Do you have a tendency to focus on your mistakes? To notice the 5% of your presentation that wasn’t as good as it could be? To really remember and mentally grind over the times when your work was mediocre or even a bit rubbish?
When I was keen on challenging such ‘dysfunctional thoughts’, I would give myself a pep talk about it, ‘Now Rachel, this is ‘all-or-nothing’ thinking. Just because you didn’t handle that question from the audience well, doesn’t mean it was terrible. Let’s remember what went well’. It was like Mary Poppins lived inside my head. She meant well but she kind of irritated me. Do you know the voice I mean? The one that tries to help you think more positively?
When I discovered ACT, I started to respond differently to these thoughts. Instead of trying to change them, I worked on noticing them with curiosity.
Have you tried that approach? What did you notice? Perhaps you tend to be hardest on yourself when your behaviour doesn’t align with your values. You might also notice which feelings turn up when you don’t do as well as you had hoped – shame, guilt, embarrassment, disappointment? What urges do you get when these thoughts and feelings turn up? Do you feel like you want to give up or do you want to try to do better next time?
This curiosity about your thoughts, feelings and impulses can be very useful. It makes it easier to become more flexible in responding to your thoughts and feelings and this can improve performance.
This curiosity might help you to notice those times when focussing on mistakes disheartens you and other times when it actually motivates you to improve.
When you are trying a new behaviour and you are worried that you won’t ever succeed then a self-critical stance can be de-motivating. Which is okay if the activity doesn’t relate to what is important to you. But if it does matter to you, if it is a move towards what you want your life to be about, then letting Mary Poppins give you a motivational pep talk might be helpful. ‘You can do it!

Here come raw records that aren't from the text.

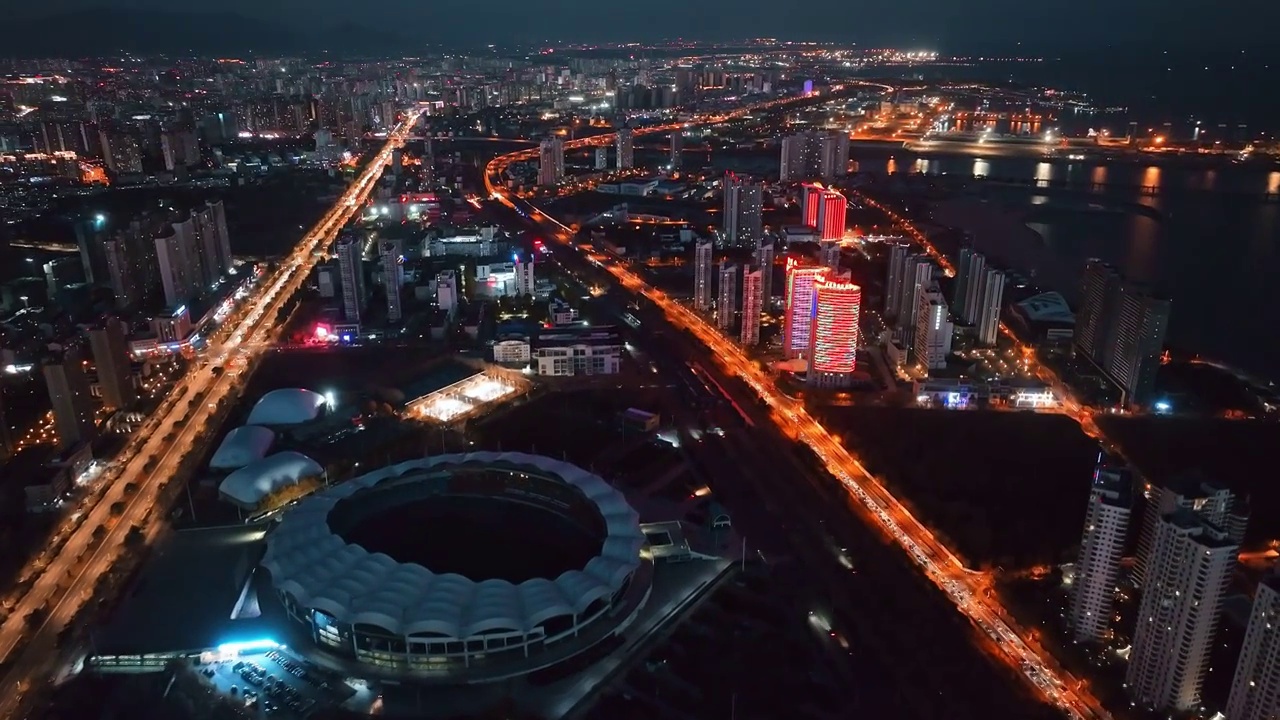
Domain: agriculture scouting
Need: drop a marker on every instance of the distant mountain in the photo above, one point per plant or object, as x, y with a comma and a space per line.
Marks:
101, 31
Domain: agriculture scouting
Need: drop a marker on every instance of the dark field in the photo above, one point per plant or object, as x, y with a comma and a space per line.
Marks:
1002, 488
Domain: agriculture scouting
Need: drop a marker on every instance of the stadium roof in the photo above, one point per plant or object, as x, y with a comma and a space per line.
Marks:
287, 406
242, 446
324, 572
250, 484
1047, 308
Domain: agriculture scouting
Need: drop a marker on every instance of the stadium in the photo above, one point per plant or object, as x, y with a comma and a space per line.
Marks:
501, 563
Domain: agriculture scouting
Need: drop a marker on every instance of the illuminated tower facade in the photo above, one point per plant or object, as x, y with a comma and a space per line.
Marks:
833, 333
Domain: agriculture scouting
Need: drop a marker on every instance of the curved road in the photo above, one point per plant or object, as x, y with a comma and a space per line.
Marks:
71, 578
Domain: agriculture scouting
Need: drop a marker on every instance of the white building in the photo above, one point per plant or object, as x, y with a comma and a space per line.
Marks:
551, 162
1097, 569
1191, 565
1256, 686
752, 305
727, 304
511, 351
703, 254
932, 340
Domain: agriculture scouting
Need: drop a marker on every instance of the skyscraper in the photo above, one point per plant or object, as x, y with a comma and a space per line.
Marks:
551, 162
744, 204
726, 308
798, 319
393, 274
1191, 565
970, 270
932, 340
752, 299
835, 332
764, 260
1212, 501
69, 395
1097, 569
626, 149
897, 256
351, 268
112, 361
1256, 686
703, 255
987, 309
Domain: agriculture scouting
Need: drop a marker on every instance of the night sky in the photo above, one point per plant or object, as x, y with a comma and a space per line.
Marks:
952, 26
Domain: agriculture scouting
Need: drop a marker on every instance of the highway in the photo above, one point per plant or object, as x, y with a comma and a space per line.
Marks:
156, 454
967, 589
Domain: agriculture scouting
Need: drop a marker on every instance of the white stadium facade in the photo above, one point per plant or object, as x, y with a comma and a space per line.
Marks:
394, 616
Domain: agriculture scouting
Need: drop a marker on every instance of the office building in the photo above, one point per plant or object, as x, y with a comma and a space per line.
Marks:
726, 308
897, 256
988, 304
351, 267
970, 270
753, 285
744, 204
551, 162
1189, 569
71, 397
764, 260
393, 277
112, 361
703, 256
1256, 684
835, 332
626, 149
932, 340
1097, 568
798, 318
1212, 501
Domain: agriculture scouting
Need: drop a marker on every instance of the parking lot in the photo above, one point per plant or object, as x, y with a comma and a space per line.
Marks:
278, 683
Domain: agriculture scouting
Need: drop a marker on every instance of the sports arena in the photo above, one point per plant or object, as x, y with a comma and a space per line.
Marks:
456, 561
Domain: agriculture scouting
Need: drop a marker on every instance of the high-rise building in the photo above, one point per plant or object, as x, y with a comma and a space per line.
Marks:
1097, 569
727, 305
828, 254
753, 285
1256, 686
932, 340
744, 204
551, 162
835, 331
1191, 565
112, 361
626, 149
351, 265
703, 256
393, 274
1212, 501
897, 256
970, 270
1137, 342
990, 297
764, 260
798, 319
69, 395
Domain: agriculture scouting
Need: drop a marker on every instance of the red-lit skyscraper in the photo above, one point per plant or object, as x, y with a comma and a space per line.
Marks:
798, 322
833, 331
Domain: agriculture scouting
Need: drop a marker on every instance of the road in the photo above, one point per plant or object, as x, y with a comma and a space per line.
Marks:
71, 578
965, 589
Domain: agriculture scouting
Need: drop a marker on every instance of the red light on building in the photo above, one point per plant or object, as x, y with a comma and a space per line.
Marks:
837, 311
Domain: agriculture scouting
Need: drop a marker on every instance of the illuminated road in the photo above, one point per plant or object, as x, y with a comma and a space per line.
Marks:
71, 578
967, 589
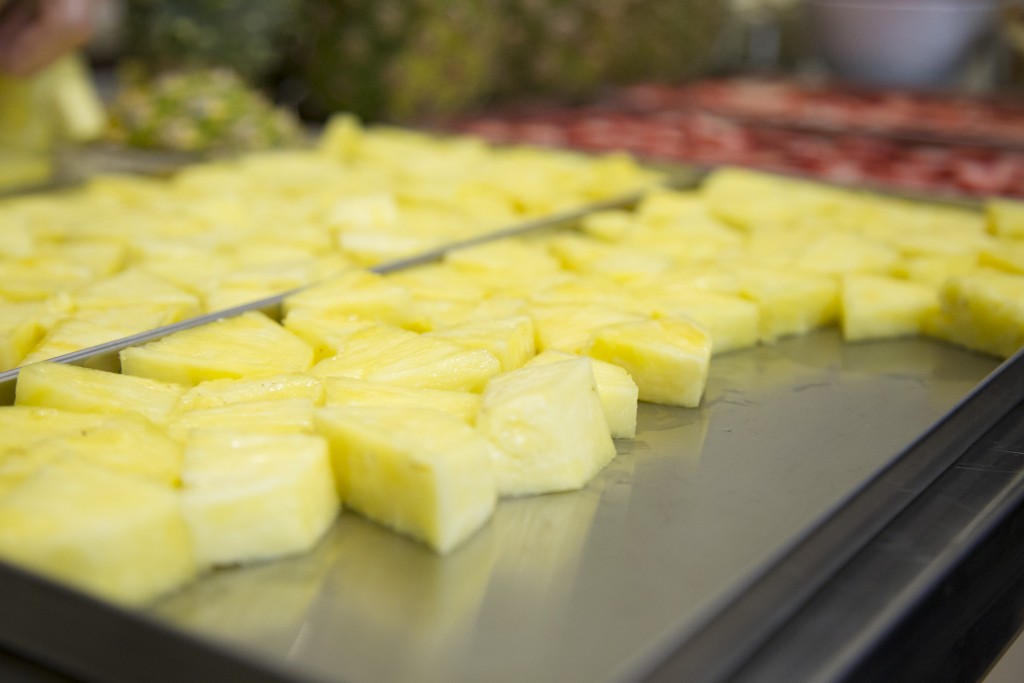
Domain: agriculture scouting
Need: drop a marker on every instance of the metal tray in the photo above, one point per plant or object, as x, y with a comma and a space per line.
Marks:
716, 547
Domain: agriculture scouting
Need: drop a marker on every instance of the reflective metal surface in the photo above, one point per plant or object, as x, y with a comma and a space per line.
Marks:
595, 585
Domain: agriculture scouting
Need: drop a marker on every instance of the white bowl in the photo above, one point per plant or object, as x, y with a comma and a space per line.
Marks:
898, 42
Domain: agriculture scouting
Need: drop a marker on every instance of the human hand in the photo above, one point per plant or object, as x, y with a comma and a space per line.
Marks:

Everyone messes up when they are starting out! This is really important to you. Keep going and you will get better at this. What is one small action you could take today that would move you forwards?‘ Note: The pep talk is best if it is realistic, links to your values and focusses on taking action. Telling yourself you are doing wonderfully and are destined for stardom can be problematic. You aren’t trying to get rid of the painful thoughts – that tends to be self-defeating.
However, if you notice that the self-critical thoughts encourage you to try harder then a different approach may be useful. If you are highly motivated to achieve mastery at a behaviour and over time you have been becoming better with practice, then you may find it useful to focus on your mistakes. Focussing on the places where you have done poorly and working out how to improve are an important part of becoming an expert.

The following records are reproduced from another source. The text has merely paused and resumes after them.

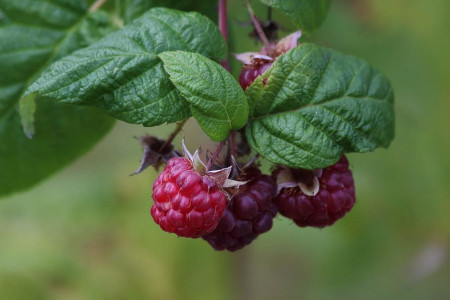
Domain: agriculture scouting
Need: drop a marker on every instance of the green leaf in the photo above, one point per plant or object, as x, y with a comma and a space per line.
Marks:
307, 14
217, 100
314, 104
33, 33
131, 9
122, 73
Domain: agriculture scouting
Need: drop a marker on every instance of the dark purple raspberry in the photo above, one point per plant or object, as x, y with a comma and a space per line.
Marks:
248, 215
250, 72
334, 199
186, 203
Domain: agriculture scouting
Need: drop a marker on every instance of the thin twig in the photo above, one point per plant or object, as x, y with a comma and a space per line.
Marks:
223, 26
173, 134
96, 5
216, 154
259, 29
233, 142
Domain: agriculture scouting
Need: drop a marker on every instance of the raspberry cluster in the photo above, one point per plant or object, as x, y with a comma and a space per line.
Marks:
249, 213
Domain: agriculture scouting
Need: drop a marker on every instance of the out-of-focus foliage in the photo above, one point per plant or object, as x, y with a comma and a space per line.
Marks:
88, 234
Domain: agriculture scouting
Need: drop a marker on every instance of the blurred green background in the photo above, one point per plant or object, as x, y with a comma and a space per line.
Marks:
87, 232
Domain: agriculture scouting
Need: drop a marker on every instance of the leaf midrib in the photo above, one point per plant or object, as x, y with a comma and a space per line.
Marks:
35, 74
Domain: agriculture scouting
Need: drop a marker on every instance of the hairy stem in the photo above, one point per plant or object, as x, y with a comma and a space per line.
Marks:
259, 29
216, 154
96, 5
233, 143
173, 134
223, 26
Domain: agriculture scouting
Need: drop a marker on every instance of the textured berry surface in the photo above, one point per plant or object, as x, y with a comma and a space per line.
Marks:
185, 202
335, 198
250, 73
248, 215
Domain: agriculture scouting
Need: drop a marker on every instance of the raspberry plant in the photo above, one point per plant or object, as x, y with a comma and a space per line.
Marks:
68, 64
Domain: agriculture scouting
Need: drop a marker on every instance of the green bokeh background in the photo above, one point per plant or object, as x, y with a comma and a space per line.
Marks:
87, 232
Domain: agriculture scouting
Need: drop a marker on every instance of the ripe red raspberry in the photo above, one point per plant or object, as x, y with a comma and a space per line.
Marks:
186, 203
250, 72
248, 215
334, 198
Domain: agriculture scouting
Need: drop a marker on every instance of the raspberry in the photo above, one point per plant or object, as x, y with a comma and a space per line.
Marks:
250, 72
248, 215
186, 203
335, 196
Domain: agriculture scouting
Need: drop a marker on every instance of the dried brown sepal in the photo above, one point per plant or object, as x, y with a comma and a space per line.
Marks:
156, 153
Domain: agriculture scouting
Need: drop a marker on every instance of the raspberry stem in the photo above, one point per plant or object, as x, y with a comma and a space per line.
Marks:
173, 134
233, 142
216, 154
223, 26
259, 29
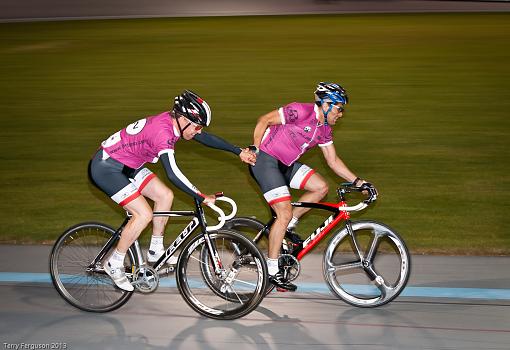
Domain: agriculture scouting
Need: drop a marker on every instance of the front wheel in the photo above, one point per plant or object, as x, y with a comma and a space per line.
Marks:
230, 292
368, 266
80, 283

So next time you notice self-critical thoughts, you might want to try this approach:
- Pause – notice the thoughts, notice your feelings, notice your impulses
- Check in with your values – is this something that really matters to you? If it does, then consider either:
- Giving yourself a self compassionate, values driven pep talk and then take a small action to move yourself forwards, or,
- Really focussing on the mistake and working on improving your performance.
It is all about psychological flexibility!